Status update on my job search
This is a follow-up to the video I did: help for job + story about my CV. I still have nothing concrete to share. There are some openings and I already applied for one developer position. I did it because I need something: I do not know if I am fit for the task, though I am hoping for the best and will keep trying.
Below is an overview of how things stand.
In that video I talked about my CV: I described it as “underwhelming”. People explained that I was wrong in that I can populate the CV with all the informal work I have done. Here it is: https://protesilaos.com/cv. Take out everything I publish on this website and you see why I thought the way I did.
I used to think that only formal qualifications count. The rest of what I do and love would be relegated to some “hobbies” section. This is informed by my past experiences, all of which came with strict requirements for degrees and certificates. For example, I would apply for a position that demanded English language skills. At the time, I had about 500 articles on my website—five hundred! (Now it’s over 1000, quality notwithstanding.) So I thought I would use my publications as proof that I am not a fraud. Nope, I never got past the initial stage. Never! When I would contact a human, they would reply with the generic “sorry, sir …” and reiterate the stipulation for formal qualifications.
To acquire such qualifications, you need a job that pays handsomely; to get the job you need the qualifications. You explain the problem only to be dismissed as an ideologue. They console you with a “good luck”, which puts an end to your complaints and reminds you of what needs to be done. Hence the epidemic of unpaid traineeships for highly skilled positions. I met several lads who were on their third or fourth unpaid role: I hated it and would not be a part of it. Besides, one must already be able to afford being a trainee without remuneration…
To me, formalities and status are irrelevant. I care about the person at the qualitative level and I do not pursue “social points” for myself. Philosophy does that to the mind. The above is not my opinion or how I judge people. It is how I was treated in a world that is oblivious to the human element. I eventually gave up searching for jobs and scholarships (I once thought I would become an academic), and simply did part-time manual labour.

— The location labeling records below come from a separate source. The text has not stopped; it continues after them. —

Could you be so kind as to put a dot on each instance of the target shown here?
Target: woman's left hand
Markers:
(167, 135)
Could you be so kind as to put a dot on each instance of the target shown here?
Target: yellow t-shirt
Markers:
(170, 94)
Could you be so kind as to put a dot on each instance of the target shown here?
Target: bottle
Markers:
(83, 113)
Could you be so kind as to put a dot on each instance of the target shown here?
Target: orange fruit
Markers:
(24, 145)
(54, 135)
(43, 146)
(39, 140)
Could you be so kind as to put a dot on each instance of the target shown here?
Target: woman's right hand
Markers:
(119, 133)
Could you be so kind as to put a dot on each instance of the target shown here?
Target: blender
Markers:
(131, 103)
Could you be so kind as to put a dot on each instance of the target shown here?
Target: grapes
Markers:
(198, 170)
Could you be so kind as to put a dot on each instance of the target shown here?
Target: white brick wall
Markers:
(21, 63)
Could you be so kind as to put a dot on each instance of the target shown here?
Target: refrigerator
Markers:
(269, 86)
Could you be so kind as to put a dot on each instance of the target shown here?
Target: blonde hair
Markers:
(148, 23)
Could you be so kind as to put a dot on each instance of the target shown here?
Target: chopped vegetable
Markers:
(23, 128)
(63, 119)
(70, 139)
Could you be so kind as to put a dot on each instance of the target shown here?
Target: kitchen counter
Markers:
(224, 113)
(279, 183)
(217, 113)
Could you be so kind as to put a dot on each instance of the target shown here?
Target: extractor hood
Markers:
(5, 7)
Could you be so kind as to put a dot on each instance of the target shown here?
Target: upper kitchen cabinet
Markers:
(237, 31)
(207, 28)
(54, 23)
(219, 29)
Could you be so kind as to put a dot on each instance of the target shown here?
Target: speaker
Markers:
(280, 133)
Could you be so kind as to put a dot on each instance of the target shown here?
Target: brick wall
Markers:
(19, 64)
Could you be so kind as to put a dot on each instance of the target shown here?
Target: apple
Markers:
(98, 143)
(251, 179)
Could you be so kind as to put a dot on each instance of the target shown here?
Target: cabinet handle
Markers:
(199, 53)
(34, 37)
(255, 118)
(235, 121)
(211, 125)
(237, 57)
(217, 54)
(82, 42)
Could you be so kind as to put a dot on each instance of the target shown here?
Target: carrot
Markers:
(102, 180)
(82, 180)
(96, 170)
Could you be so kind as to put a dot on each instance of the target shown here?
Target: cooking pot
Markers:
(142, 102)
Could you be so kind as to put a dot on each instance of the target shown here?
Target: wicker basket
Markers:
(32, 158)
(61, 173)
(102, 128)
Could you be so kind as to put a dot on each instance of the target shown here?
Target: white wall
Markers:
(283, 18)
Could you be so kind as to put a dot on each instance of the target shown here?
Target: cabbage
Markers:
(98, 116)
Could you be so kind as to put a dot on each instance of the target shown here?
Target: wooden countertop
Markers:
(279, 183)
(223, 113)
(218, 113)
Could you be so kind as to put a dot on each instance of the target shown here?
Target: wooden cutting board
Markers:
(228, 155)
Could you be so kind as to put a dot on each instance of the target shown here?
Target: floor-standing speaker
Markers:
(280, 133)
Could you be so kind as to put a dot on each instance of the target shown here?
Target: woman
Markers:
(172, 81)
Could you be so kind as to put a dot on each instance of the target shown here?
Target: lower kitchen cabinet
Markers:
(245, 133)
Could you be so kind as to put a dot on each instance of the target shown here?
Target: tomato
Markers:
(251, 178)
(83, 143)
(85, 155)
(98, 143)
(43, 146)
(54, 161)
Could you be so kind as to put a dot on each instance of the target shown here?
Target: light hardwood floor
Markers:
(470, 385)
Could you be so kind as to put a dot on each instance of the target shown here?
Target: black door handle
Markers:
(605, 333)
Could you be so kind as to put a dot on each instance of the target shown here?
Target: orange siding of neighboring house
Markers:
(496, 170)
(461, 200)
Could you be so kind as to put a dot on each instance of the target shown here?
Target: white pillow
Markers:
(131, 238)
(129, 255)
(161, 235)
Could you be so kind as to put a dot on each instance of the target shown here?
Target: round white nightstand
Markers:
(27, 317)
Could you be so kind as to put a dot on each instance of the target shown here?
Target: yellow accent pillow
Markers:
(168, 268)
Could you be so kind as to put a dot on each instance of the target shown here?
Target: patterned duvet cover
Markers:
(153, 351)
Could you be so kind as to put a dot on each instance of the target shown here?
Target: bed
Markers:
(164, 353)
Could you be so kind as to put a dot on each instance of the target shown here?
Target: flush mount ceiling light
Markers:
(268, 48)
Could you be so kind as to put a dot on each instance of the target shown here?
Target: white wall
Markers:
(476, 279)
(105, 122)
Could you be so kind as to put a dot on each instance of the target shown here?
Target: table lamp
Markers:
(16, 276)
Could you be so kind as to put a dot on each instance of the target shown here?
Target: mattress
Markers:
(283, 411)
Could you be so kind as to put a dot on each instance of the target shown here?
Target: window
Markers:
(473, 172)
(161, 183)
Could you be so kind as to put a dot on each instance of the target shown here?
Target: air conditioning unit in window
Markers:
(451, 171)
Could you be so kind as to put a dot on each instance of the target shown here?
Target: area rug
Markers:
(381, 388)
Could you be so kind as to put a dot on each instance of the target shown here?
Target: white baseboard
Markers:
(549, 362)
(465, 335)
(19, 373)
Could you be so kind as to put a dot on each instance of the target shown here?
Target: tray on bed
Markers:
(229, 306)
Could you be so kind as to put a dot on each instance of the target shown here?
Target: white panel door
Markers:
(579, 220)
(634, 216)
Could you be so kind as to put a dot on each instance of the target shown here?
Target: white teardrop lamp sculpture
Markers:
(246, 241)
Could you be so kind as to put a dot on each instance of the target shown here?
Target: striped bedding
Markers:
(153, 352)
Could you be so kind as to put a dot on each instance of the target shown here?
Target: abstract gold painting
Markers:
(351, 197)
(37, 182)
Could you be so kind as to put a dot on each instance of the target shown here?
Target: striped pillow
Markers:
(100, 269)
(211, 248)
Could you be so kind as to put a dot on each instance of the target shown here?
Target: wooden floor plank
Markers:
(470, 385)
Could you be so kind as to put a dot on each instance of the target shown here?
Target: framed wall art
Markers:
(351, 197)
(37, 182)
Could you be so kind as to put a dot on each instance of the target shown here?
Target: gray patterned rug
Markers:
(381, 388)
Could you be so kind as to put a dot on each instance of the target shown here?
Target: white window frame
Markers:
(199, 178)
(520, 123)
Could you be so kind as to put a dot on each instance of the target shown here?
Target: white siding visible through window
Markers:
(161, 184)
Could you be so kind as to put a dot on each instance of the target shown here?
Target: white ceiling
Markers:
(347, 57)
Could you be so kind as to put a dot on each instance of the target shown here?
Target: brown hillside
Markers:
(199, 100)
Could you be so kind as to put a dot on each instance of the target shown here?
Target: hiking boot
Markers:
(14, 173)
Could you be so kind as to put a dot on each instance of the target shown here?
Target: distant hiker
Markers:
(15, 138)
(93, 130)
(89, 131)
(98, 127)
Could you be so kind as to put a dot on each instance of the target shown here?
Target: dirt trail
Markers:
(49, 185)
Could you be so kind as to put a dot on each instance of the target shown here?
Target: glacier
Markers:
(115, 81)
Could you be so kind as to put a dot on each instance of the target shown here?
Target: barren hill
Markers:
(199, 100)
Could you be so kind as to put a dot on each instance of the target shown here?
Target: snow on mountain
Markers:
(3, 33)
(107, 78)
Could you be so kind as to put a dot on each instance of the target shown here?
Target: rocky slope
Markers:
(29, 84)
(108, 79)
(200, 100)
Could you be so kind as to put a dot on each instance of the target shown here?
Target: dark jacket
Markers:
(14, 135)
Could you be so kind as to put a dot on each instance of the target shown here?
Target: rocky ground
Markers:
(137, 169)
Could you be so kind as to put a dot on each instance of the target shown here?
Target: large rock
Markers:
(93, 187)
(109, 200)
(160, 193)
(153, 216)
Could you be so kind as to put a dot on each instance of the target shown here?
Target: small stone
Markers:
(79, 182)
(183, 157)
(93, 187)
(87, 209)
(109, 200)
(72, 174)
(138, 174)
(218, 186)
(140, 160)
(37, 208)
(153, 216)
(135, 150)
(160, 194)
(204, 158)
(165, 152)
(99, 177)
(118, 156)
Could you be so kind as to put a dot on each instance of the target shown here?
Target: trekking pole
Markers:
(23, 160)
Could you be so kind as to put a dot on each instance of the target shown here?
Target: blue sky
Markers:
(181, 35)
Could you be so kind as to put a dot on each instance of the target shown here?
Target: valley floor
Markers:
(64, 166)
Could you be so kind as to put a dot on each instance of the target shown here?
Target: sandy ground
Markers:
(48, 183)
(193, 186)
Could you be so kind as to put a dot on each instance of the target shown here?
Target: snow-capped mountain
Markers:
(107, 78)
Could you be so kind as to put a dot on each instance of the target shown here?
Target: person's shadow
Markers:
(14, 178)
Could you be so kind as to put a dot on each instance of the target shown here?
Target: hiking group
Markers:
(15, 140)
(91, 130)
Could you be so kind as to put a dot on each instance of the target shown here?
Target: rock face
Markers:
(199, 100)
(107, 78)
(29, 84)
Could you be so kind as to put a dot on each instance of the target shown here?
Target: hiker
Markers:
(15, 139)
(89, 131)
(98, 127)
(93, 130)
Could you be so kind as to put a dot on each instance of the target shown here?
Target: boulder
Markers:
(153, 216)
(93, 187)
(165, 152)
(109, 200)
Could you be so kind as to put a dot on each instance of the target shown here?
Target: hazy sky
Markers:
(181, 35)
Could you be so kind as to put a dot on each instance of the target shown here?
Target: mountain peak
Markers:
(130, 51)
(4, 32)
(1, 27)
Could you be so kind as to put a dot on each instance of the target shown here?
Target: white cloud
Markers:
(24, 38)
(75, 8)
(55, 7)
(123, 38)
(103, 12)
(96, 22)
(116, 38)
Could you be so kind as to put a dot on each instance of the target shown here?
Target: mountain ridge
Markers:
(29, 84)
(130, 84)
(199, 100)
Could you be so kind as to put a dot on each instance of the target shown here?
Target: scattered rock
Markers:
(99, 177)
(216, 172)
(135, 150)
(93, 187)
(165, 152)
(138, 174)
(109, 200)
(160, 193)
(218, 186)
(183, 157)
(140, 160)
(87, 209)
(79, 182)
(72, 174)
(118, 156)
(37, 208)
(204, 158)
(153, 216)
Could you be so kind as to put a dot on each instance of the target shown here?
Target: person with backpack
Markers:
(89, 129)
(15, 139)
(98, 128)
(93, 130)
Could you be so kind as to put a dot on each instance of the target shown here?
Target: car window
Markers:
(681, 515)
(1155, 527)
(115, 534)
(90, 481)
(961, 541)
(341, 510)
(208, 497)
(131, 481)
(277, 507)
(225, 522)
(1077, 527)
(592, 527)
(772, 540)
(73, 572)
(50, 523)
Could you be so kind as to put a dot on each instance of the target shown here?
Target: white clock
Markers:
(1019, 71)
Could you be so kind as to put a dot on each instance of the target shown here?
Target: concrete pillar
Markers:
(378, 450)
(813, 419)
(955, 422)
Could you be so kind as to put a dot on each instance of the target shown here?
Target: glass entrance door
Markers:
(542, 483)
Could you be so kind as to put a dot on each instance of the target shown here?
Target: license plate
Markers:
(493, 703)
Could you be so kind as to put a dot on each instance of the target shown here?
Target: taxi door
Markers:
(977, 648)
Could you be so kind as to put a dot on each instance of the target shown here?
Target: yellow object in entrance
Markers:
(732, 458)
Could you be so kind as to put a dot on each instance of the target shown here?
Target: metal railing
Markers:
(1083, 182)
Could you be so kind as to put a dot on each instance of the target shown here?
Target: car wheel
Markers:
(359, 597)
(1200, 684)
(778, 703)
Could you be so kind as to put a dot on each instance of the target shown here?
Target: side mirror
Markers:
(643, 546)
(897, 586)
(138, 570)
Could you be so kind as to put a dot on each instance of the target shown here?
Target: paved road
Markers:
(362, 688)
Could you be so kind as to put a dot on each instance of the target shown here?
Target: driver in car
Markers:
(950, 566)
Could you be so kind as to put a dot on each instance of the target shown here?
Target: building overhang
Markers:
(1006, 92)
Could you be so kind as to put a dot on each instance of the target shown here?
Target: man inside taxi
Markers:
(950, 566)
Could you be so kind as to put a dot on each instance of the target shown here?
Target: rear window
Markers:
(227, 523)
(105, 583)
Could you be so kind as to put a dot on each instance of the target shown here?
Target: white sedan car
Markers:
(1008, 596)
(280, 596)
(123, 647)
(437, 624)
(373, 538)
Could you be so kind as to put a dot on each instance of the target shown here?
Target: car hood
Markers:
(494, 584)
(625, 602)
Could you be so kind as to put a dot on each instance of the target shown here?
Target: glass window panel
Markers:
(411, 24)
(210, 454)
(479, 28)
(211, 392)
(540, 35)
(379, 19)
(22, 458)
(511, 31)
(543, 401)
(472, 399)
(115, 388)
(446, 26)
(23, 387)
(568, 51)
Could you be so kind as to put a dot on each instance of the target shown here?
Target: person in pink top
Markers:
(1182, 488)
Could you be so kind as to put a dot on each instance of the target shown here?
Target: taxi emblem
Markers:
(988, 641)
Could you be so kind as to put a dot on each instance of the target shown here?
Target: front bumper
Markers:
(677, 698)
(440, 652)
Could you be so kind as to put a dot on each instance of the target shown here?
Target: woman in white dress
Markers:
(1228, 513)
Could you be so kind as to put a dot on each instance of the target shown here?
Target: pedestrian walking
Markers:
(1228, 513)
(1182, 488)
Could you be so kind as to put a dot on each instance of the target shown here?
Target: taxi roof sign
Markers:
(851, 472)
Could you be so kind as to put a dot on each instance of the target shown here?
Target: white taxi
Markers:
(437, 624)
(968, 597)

Based on the feedback I have received, the programming world is more relaxed in this requirement. I am well aware that it is not all sunshine and rainbows in this field, though there is hope that it offers some immediate relief.
Encouragement and advice
I have received lots of messages, especially from the Emacs community. They contain words of encouragement as well as helpful advice. I am replying to all of them, though it takes time. Right now I have 60 unread emails. I hope to get to zero by the end of the weekend. Normally, I reply within a day, though it is impossible under these exceptional circumstances. Thanks to everyone and expect my reply soon!
I am interested in Clojure and Common Lisp because they are closer to my Elisp skills. They thus appeal to me. I understand there is not much demand for either of them, especially the latter, and there are no positions for beginners.
I am also looking into server-related fields. I can rely on my knowledge of Unix, though I understand there are enterprise-grade tools involved: I know nothing about them.
The point is that I must pick one. Given my predicament, I will probably end up with JS or server stuff, despite my preference for the Lisps.
“Beautiful place; stay there”
I agree with the sentiment that my mountains are nice. Though there is more to life than sparsely populated landscapes. If I am to pay rent at or around city-level prices, I might as well live in a city to benefit from all its amenities and potential for sociability.
My stay here has allowed me to remake myself and do the sort of internal work that no CV or other token can ever capture: I became a philosopher (plus all the free software goodies). It has also taught me that one’s residence must provide for fallback options. Autonomy cannot be exercised in marginalisation and against unfavourable institutional arrangements, but I will not elaborate in abstract right now.
Here I only have a plan A, which is not sustainable due to the rapidly rising cost of living and exorbitant rates for accommodation. There simply is no alternative in my area. Precarity grinds you, even though the beautiful vistas offer some consolation.
Remote work is an option, yes, though it does not change the fact that this region has no fallback options. I am happy to work remotely in the short-term, but change must happen regardless.
Relocation without a job
Some people offer me a room at their place and are willing to cover the necessities. I thank them and explain that I cannot accept such offers: they are not tied to an employment position. The risk of relocating without having a job is too high. Imagine I visit you, spend 6 months with nothing to show for, and then find myself homeless in a country whose local tongue I am unfamiliar with.
I received two offers for an interest-free loan. In general, a loan is useful, though I cannot take one under the prevailing conditions. The reason is that unless I have a job, I cannot guarantee that I will service the debt.
Hoping for the best
I will continue applying for job openings and hope for a positive outcome. Given that relocation schemes are hard to find, I am focusing on the software industry as it offers possibilities for remote work.
My plea for help stands: if you know an employer, please put me in contact with them. I am not asking for charity. Just bring the human factor back to this world.